Is it Debbie’s married lover Dr Archie Watson (John Hannah) who seems a bit too matter-of-fact about his ailing patients, to the point of callousness? Could it be Dr Zoe Wade (Katie Clarkson-Hill) just because she seems a bit too nice, and she takes Diazepam for recreational purposes? Could some or all of the medics be working their evil in concert?

Or did the butler do it? (Joke)

Trust Me, then, puts McCain, and us, into what is a genuinely intriguing and frightening scenario, like one of those nightmares where you’re in terrible danger but simply cannot speak or move.

It’s vaguely Kafkaesque, I suppose, in the dependent helplessness of the soldier, and, also, the looming stress of an army trial for his conduct on active duty.

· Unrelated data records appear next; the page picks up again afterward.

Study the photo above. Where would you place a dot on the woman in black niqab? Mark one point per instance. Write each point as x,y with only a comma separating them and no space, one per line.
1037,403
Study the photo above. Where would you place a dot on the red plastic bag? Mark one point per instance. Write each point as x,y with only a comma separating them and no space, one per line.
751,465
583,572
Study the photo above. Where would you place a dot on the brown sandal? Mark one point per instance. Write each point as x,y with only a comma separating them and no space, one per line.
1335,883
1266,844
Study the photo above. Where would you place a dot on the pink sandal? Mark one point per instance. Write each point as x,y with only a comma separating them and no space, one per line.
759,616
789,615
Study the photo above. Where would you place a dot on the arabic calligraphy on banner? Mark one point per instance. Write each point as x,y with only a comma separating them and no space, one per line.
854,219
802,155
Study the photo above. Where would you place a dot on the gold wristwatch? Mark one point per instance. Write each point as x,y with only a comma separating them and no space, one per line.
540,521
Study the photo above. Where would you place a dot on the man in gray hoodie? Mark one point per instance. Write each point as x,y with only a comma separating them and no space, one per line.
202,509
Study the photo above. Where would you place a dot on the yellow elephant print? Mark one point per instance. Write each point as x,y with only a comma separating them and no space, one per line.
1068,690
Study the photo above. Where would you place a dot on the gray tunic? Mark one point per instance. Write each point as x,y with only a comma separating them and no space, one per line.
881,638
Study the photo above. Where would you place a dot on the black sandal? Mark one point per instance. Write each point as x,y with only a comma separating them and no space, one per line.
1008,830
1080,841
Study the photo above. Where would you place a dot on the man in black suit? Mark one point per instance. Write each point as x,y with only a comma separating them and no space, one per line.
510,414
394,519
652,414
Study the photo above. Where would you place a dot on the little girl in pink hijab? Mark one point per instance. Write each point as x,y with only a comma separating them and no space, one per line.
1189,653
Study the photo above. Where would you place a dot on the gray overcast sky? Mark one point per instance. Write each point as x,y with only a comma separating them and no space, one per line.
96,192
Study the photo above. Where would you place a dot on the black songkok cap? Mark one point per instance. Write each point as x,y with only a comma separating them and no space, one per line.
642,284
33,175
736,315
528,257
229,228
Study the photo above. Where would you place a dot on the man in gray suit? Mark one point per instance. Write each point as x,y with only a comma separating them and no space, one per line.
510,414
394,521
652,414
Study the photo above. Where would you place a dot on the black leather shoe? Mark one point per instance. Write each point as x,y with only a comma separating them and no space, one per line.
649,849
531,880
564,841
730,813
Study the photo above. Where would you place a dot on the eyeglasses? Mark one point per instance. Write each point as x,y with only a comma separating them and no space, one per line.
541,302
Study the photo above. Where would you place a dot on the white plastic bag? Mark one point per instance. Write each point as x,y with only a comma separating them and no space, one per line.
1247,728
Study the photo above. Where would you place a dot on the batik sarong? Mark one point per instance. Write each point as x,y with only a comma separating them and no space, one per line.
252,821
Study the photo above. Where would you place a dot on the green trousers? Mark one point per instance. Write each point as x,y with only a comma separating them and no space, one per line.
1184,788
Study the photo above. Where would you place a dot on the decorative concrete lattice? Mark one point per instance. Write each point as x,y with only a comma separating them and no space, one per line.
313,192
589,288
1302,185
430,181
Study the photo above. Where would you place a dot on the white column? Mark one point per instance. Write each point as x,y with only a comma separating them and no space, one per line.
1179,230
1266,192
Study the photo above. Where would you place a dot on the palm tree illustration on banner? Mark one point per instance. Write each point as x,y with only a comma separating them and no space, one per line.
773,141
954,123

Trust Me also reminds me a little of Hitchcock’s Rear Window, where Jimmy Stewart plays a wheelchair user who convinces himself that, during fitful sleep, he has seen a neighbour murder his wife. It also echoes cases such as that of Beverley Allitt and Harold Shipman (who gets a name check in the script). I have no idea how much the team behind Trust Me found inspiration in Allitt, Shipman, Hitchcock or Kafka, but if so then it is put to excellent use. Or maybe I’m just imagining things.